Oil: The Great Satan

I mentioned last week that friends and I had gone to see Dan Hoyle’s astounding one-man show at the Marsh Theatre in San Francico: Tings Dey Happen. (It’s been extended. Catch yourself an eye opener.)

Hoyle was in Nigeria for 10 months on a Fullbright and brought back what he saw and heard. Others have been there, too.

Oil fouls everything in southern Nigeria. It spills from the pipelines, poisoning soil and water. It stains the hands of politicians and generals, who siphon off its profits. It taints the ambitions of the young, who will try anything to scoop up a share of the liquid riches—fire a gun, sabotage a pipeline, kidnap a foreigner.

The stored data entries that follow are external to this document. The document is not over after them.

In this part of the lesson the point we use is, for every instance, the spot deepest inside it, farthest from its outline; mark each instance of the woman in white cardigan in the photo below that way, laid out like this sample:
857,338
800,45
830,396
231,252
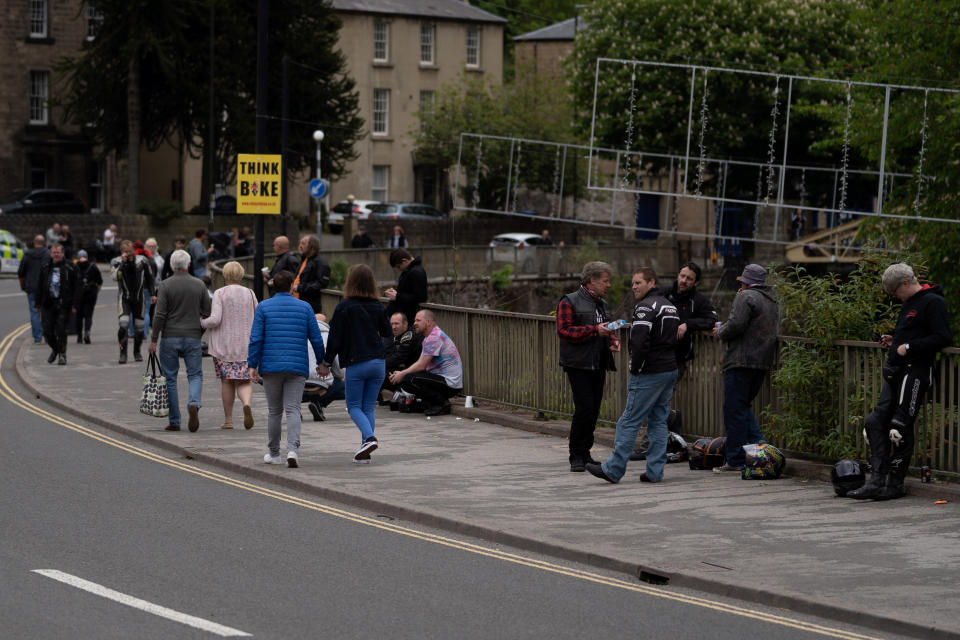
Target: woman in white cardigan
231,316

Nigeria had all the makings of an uplifting tale: poor African nation blessed with enormous sudden wealth. Visions of prosperity rose with the same force as the oil that first gushed from the Niger Delta’s marshy ground in 1956. The world market craved delta crude, a “sweet,” low-sulfur liquid called Bonny Light, easily refined into gasoline and diesel. By the mid-1970s, Nigeria had joined OPEC (Organization of Petroleum Exporting Countries), and the government’s budget bulged with petrodollars.

Everything looked possible—but everything went wrong.